Yurt Gazetesi Genel Yayın Yönetmeni Veysi Şahin de "Hepinizin de bildiği gibi olağanüstü bir dönemin yaşandığı günümüzde bir zamanlar kimsesizin kimsesi sayılan gazeteciler, hatta patronları korunmaya muhtaç hale gelmiş durumdalar. Peki biz ne istiyoruz? İstediğimiz şey aslında çok basit; biz soru sorma hakkımızı kullanmak istiyoruz. Basın demenin temeli budur zaten. Ve buna bağlı olarak da korkmadan yazmak, bizi hiç kimsenin tehdit etmediği, ötekileştirmediği bir ortamda yazmak ve haberi kamuoyuna olabildiğince yalın halde sunmak istiyoruz. Peki bunu gazeteler olabildiğince özgür yapabiliyor mu? Maalesef ki hayır. Yaşananlar her şey ortada. Biz kriminal olaylarla çok ilgili değiliz ama kriminal hale getirilmek istenen senaryo suçlamalarına da karşıyız.

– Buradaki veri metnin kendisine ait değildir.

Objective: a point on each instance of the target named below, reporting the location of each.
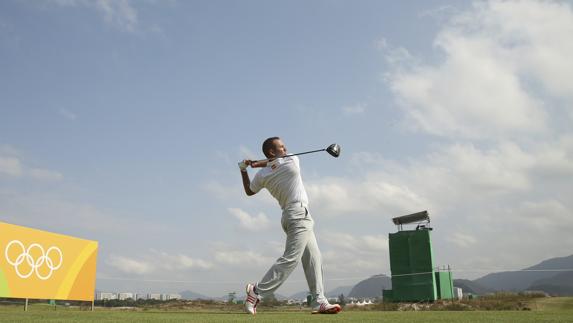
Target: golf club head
(333, 150)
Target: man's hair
(268, 144)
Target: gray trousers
(300, 245)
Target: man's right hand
(244, 164)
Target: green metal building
(414, 276)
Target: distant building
(458, 293)
(105, 296)
(173, 296)
(154, 296)
(124, 296)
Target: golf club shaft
(289, 155)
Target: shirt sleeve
(257, 183)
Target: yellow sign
(44, 265)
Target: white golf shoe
(326, 308)
(252, 299)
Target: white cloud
(44, 174)
(248, 222)
(462, 240)
(117, 13)
(129, 265)
(10, 166)
(354, 109)
(494, 56)
(67, 114)
(157, 262)
(241, 258)
(358, 245)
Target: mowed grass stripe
(104, 315)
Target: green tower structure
(414, 276)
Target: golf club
(333, 150)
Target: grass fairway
(545, 310)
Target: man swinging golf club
(280, 175)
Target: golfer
(281, 177)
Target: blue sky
(122, 121)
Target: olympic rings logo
(35, 265)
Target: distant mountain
(521, 280)
(558, 285)
(472, 287)
(339, 290)
(192, 295)
(371, 287)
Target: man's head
(273, 147)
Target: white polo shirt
(282, 179)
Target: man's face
(279, 148)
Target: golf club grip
(306, 152)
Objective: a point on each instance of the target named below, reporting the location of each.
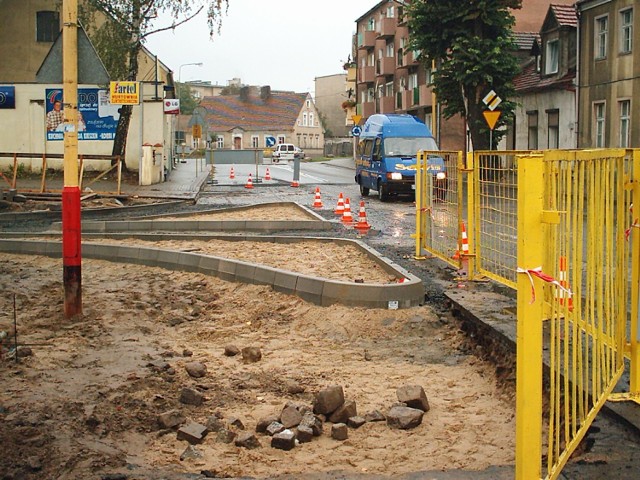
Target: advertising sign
(7, 97)
(125, 93)
(97, 119)
(172, 106)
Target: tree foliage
(130, 22)
(471, 43)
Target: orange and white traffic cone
(347, 218)
(249, 183)
(317, 202)
(563, 296)
(340, 206)
(363, 224)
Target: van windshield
(407, 146)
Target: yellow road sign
(491, 117)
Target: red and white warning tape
(537, 272)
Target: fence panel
(582, 220)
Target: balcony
(367, 39)
(387, 28)
(367, 109)
(385, 66)
(366, 75)
(387, 105)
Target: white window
(625, 122)
(626, 30)
(553, 126)
(599, 121)
(552, 54)
(601, 30)
(389, 89)
(390, 49)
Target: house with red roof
(546, 112)
(247, 120)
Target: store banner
(97, 118)
(7, 97)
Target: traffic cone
(563, 296)
(362, 224)
(317, 202)
(340, 206)
(249, 183)
(347, 218)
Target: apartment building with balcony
(608, 74)
(389, 78)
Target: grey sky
(282, 43)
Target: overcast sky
(282, 43)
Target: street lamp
(198, 64)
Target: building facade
(608, 74)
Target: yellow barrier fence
(573, 292)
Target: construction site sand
(87, 402)
(309, 257)
(257, 213)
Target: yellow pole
(529, 323)
(71, 238)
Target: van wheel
(383, 194)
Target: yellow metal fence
(561, 227)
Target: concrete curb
(320, 291)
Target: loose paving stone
(189, 396)
(404, 418)
(251, 354)
(193, 433)
(263, 423)
(284, 440)
(290, 416)
(247, 440)
(328, 400)
(190, 452)
(196, 369)
(413, 396)
(275, 428)
(231, 350)
(311, 421)
(339, 431)
(344, 412)
(356, 422)
(171, 419)
(304, 434)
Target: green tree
(471, 44)
(132, 21)
(188, 102)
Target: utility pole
(71, 227)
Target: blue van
(386, 154)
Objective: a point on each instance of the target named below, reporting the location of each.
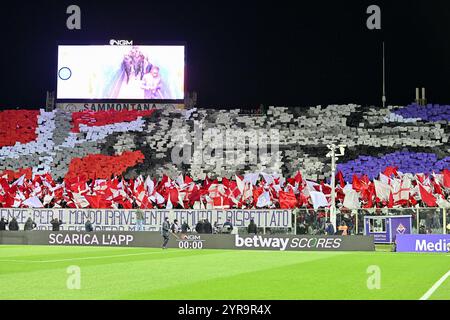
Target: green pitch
(34, 272)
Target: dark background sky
(243, 53)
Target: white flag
(318, 199)
(33, 202)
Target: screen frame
(135, 43)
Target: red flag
(390, 171)
(427, 197)
(446, 174)
(298, 178)
(391, 200)
(188, 179)
(437, 188)
(356, 183)
(287, 200)
(340, 177)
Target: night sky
(244, 53)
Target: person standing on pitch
(3, 224)
(56, 223)
(140, 219)
(165, 232)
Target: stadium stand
(408, 145)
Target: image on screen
(121, 72)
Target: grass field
(38, 272)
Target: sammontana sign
(75, 107)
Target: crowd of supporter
(392, 189)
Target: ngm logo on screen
(120, 42)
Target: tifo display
(121, 72)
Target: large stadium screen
(121, 72)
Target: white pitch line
(85, 258)
(428, 294)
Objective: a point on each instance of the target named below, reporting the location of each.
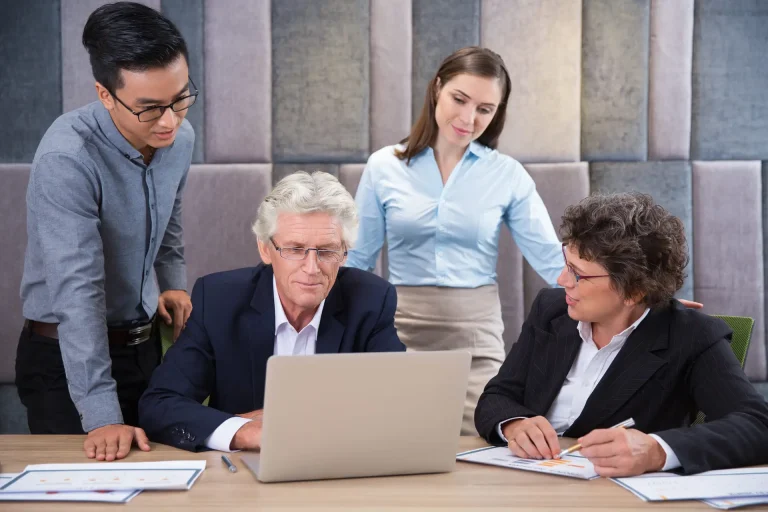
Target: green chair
(742, 335)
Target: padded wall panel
(220, 205)
(439, 29)
(187, 15)
(559, 185)
(730, 96)
(320, 71)
(30, 80)
(77, 78)
(728, 247)
(509, 272)
(282, 170)
(349, 176)
(13, 232)
(669, 183)
(669, 87)
(614, 84)
(238, 96)
(540, 42)
(391, 59)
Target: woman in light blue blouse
(439, 198)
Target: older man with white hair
(299, 301)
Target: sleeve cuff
(221, 438)
(171, 277)
(99, 410)
(672, 461)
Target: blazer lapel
(331, 329)
(552, 361)
(634, 365)
(260, 325)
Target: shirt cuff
(99, 410)
(221, 438)
(171, 277)
(672, 461)
(501, 426)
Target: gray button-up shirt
(104, 230)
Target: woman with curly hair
(613, 344)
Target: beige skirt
(437, 318)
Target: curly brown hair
(640, 244)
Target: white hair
(301, 193)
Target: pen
(624, 424)
(232, 468)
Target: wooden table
(469, 486)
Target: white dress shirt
(288, 342)
(582, 379)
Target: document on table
(724, 483)
(573, 466)
(93, 496)
(107, 476)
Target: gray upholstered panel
(614, 84)
(543, 114)
(349, 176)
(730, 96)
(320, 72)
(669, 87)
(13, 415)
(282, 170)
(30, 80)
(13, 232)
(238, 95)
(220, 205)
(669, 183)
(391, 61)
(78, 81)
(728, 247)
(187, 15)
(559, 185)
(509, 270)
(439, 29)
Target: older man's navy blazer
(229, 336)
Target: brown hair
(472, 60)
(640, 244)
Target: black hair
(131, 36)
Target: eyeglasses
(157, 112)
(299, 253)
(573, 272)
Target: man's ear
(266, 257)
(105, 97)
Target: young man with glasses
(105, 250)
(298, 302)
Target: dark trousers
(42, 383)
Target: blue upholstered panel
(30, 76)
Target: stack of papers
(112, 482)
(723, 489)
(574, 466)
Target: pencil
(624, 424)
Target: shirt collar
(585, 331)
(281, 319)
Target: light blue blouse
(449, 235)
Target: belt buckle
(141, 333)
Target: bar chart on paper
(573, 466)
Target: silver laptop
(356, 415)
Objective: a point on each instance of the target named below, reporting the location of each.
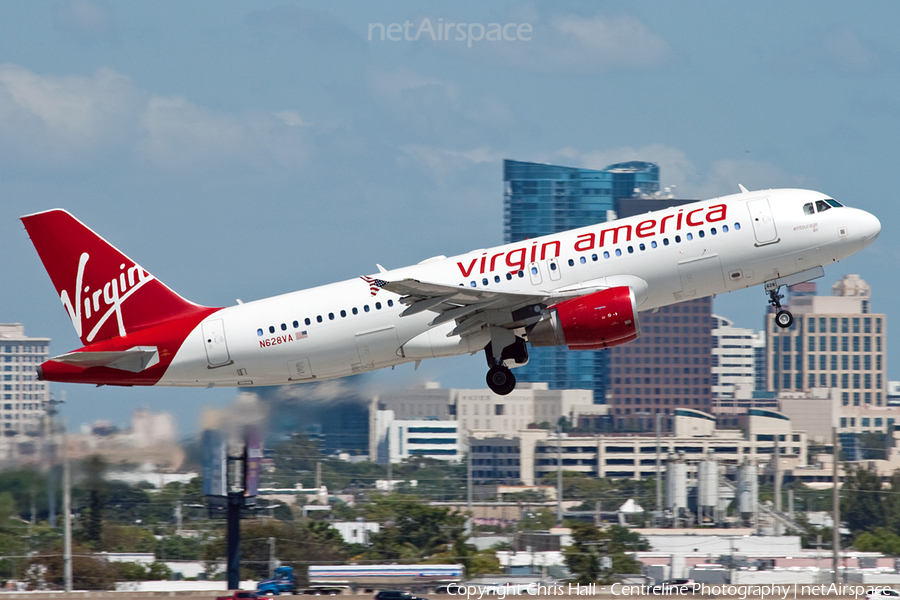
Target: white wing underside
(472, 308)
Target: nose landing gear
(783, 318)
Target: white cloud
(60, 120)
(61, 116)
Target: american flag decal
(374, 284)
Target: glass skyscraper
(542, 199)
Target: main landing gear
(500, 379)
(783, 318)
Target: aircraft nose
(869, 227)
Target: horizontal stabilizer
(133, 360)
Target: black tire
(784, 319)
(501, 380)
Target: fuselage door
(553, 269)
(534, 271)
(377, 347)
(214, 342)
(763, 223)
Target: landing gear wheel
(784, 319)
(501, 380)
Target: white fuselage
(666, 257)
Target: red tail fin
(105, 293)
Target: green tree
(862, 504)
(92, 516)
(412, 529)
(590, 544)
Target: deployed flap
(134, 359)
(456, 302)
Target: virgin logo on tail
(106, 299)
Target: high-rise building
(835, 342)
(542, 199)
(667, 368)
(735, 351)
(23, 399)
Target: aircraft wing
(471, 308)
(474, 308)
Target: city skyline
(242, 152)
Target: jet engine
(599, 320)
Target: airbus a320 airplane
(582, 289)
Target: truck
(386, 577)
(282, 582)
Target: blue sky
(242, 150)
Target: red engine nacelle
(592, 322)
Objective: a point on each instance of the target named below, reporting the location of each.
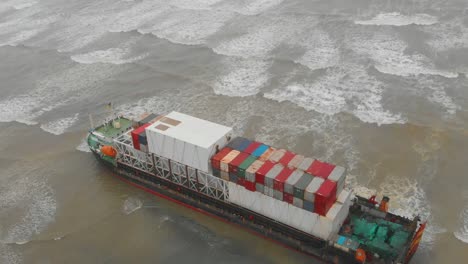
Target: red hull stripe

Zindanlara karşı olduğumuz gibi düşüncenin özgürce ifade edilmesinin önüne konan engellere de karşıyız. Bu baskılardan Yurt Gazetesi de nasibine düşeni fazlasıyla alıyor. Sadece son iki ayda Yurt Gazetesi'ne açılan dava sayısı otuzun üzerinde. Cumhurbaşkanı Tayyip Erdoğan'dan 6 tane daha ceza ve tazminat davası açılmış bugün. Ve onların temeli de sarayın günlük siyaset üzerindeki müdahalelerini haberleştirdiğimiz metinlere yönelik. İçinde hakaret ya da herhangi bir şey olduğundan değil. Bizim istediğimiz de zaten bu tek adamlık olsun istemiyoruz. Çok seslilik çoğulculuk olsun istiyoruz. Dinimizin, mezhebimizin, ırkımızın sorgulanmadığı Atatürk değerlerinin hakim olduğu bir Türkiye istiyoruz. Okurlardan önce biz habere özgürce ulaşmak istiyoruz. Akreditasyon her alanda belimizi büküyor. Yaşanan şeyler yenilir yutulur cinsten değil. Gazeteciler için herşey hergün daha da zorlaşıyor hatta imkansız hale geliyor. Biz gazetecinin soru sorma hakkı görevinin layıkıyla yerine getirebilmesi için iktidarın oluşturduğu baskı çemberinin kırılmasının çaresi de uluslararası basın çevrelerinin de bu olaya sahip olmasıyla mümkün olacaktır." şeklinde konuştu.

'SARAY HERKESE KARŞI'

Birgün Gazetesi Sorumlu Yazı İşleri Müdürü Barış İnce ise şöyle konuştu: "İlk önce davalardan başlamak lazım. Operasyonlardan, çünkü en yakınca olanları bunlar çünkü. Aslında dün başlayan operasyonu bir paralel yapı operasyonu olarak değerlendirmedik, bir saray operasyonu olarak değerlendirdik. Çünkü bir tesadüf olarak değerlendirilemez bu. Tam seçim öncesinde ayrıksı bir sesin, iş adamına yönelik bir baskıyı, bunlar önceden de ortaktı deyip, ne ahlaki nede hukuki olarak değerlendirilebilir. Böyle düşündüğümüz için açık seçik şunu söylemek lazım, seçim öncesi medyaya bir gözdağı verilmek isteniyor. Bu yüzden buna karşı hem kınama mesajımızı yayınladık, hem de bugünkü manşetimizle aslında bir tavır göstermiş olduk. Şunu söyleyebilirim ki saray, kendisine karşı kim olursa olsun, MHP'lisinden HDP'lisine çok geniş bir yelpazede, cemaatçisinden meslek gruplarına kadar, hepsine karışı. Biz de o yüzden, aynı cephede gözüktüğümüz için risk altındayız. Bu risk şuan bize şu şekilde geliyor, adli hukuki davalarla geliyor ilk etapta. Bu da şuradan başlıyor. Cumhurbaşkanına hakaret konsepti içerisinde. 17-25 Aralıkla ilgili her haber, kendisinin yolsuzluk yaptığına dair kanıt belirten iddiada bulunan yada bununla ilgili mizah ta bulunan karikatür çizen, siyasi taşlama yapan her şeyden biz dava yiyoruz. Bu davalardan Cumhurbaşkanına hakaret çok sert bir yasa. Bu yasa dan da 5 buçuk 6 yıl hapis isteniyor. 6 ayda bir sorumlu müdürümüzü değiştirmek zorunda kalıyoruz. Komik bir durum aslında, burada sırayla herkes sorumlu müdür olmak durumunda kalıyor."